Auf dem Spielbrett von EXKLUSIV entwickelt sich in dieser Viertelstunde bei gleichwertigen Spielern meist ein spannendes Ringen um die Flächen mit knappen Spielausgang. Sollten die Spieler mehr für sich und weniger gegen den Mitspieler agieren, reichen die Zählsteine manchmal nicht aus, weil zu viele exklusive Flächen gewonnen werden. Bei der kurzen Spieldauer sollte man mindestens zwei Partien mit wechselndem Startspieler ansetzen. Die kurze, aber ausreichende Spielregel schlägt sogar Serien mit fünf und mehr Spielen vor. Für Liebhaber abstrakter Spiele sicherlich keine Zumutung, sondern eine Herausforderung, der man sich immer wieder gern stellt. Das Spielmaterial erfüllt die anfangs formulierten hohen Ansprüche, untergebracht ist es in einer gefalteten Wellpappenschachtel. Einzig die Regel könnte etwas edler daher kommen, denn der Preis ist auch exklusiv. Mit knapp 30 Euro bewegt sich das Spiel an der Schmerzgrenze.
Wieland Herold
Titel: EXKUSIV
Autor: Niek Neuwahl
Verlag: Rombol, Friedrich-List-Strasse 65, 33100 Paderborn (www.rombol.de)
Spieler: 2
Alter: ab 8 Jahren
Spieldauer: ca. 15 Minuten
Preis: ca. 30 Euro
Spiel 14/2004 R69/2021
Die Rezension erschien 2004 unter www.spiel-und-autor.de
Wertung Spielreiz damals 6 von 10 Sternen,
das entspricht: Nächste Woche wieder
Zum Spiel und zum Autor:
Der 1944 im niederländischen Zoeterwoude geborene Nicolaas Neuwahl wollte und sollte als Architekt eigentlich einen eher sicheren Berufsweg einschlagen. Erst als er Mitte der 70er Jahre mit seiner italienischen Frau in die Nähe von Florenz zog, erfuhr er, nach dem Verkauf der schwiegerväterlichen Firma, einer Fabrik die Waagen herstellte, und seinem Eintritt in eine Geschenkartikelfirma, dass man spielend gutes Geld verdienen kann. Der auf Werbeprodukte spezialisierten Firma gelangen hervorragende Umsätze mit dem einfachen KLAPPENSPIEL, das er 1984 als SHUT THE BOX sogar als Lizenzausgabe bei MB unterbringen konnte.

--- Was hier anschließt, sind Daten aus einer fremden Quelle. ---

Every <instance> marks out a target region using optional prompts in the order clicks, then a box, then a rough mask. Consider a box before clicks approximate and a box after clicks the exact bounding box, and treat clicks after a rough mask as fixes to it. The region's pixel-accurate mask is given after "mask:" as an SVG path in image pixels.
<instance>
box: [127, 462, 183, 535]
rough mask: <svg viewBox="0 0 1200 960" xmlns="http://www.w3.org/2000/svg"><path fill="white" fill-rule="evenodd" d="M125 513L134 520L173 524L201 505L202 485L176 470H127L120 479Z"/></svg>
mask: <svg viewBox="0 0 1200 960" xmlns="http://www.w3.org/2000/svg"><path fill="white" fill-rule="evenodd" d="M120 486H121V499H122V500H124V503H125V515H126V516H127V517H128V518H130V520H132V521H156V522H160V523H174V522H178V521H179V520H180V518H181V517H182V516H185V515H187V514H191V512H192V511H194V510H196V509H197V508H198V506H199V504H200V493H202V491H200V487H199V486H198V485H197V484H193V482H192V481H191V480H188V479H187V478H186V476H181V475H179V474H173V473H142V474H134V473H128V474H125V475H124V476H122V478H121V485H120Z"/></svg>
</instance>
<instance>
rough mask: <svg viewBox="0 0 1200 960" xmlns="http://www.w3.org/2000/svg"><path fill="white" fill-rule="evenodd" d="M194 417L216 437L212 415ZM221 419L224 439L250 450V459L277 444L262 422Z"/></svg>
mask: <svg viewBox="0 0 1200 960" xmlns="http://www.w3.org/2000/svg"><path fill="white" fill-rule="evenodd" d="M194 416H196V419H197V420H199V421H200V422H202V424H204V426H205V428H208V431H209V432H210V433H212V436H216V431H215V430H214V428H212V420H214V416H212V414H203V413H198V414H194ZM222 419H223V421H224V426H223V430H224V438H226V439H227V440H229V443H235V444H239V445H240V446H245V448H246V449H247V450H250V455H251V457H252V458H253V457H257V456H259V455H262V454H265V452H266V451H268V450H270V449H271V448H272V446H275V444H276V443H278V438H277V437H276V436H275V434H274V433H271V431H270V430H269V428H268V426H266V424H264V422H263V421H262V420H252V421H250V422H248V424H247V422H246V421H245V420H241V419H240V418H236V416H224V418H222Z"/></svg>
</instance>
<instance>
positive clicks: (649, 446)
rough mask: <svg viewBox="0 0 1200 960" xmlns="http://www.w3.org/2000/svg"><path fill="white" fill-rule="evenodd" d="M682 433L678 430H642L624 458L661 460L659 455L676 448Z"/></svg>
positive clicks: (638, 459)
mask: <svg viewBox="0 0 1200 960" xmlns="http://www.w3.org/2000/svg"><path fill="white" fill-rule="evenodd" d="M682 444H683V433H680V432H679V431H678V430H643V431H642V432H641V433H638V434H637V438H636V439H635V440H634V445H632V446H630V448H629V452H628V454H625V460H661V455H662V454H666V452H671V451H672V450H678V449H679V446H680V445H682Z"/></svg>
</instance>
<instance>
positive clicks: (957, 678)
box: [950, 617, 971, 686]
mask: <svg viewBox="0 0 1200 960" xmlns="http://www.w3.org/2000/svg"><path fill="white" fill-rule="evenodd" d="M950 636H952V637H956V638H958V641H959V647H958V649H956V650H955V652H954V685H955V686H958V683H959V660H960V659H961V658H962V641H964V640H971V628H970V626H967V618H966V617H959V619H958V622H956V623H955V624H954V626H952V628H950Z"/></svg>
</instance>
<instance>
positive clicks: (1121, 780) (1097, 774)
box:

Finanziell hat er das meiste Geld über Werbespiele verdient, wahrgenommen wurde er zuerst für die vielen Spiele bei Peri und seinen Erfolg mit AZTEC, später kam noch die Auszeichnung für TA YÜ (Kosmos, 1999) dazu und Würdigungen für TOSCANA (Piatnik, 2001).
Niek Neuwahl engagierte sich zusätzlich, um uneigennützig für die Verbreitung des Kulturguts Spiel und für Interessen der Spielautoren einzutreten. So hat er von Anfang an die Arbeit der Spielautoren Zunft (SAZ) wohlwollend begleitet und war von 1997 bis 1999 Vorsitzender der Zunft. Während dieser Tätigkeit konnte er besonders den internationalen Anspruch der SAZ betonen. In Italien unterstützte er als Juror die Arbeit des inzwischen auch über die italienischen Grenzen hinaus bekannten Autorenpreises „Premio Archimede“, der seit 1993 vergeben wird. Daneben gehört er mit zum Patronat der international bekannten „Board Game Studies“. 2004 erhielt er während des 23. Göttinger Spieleautorentreffens den Inno-Spatz für sein Lebenswerk.
Das Bild zeigt Niek Neuwahl auf dem Autorentreffen in Göttingen 2002.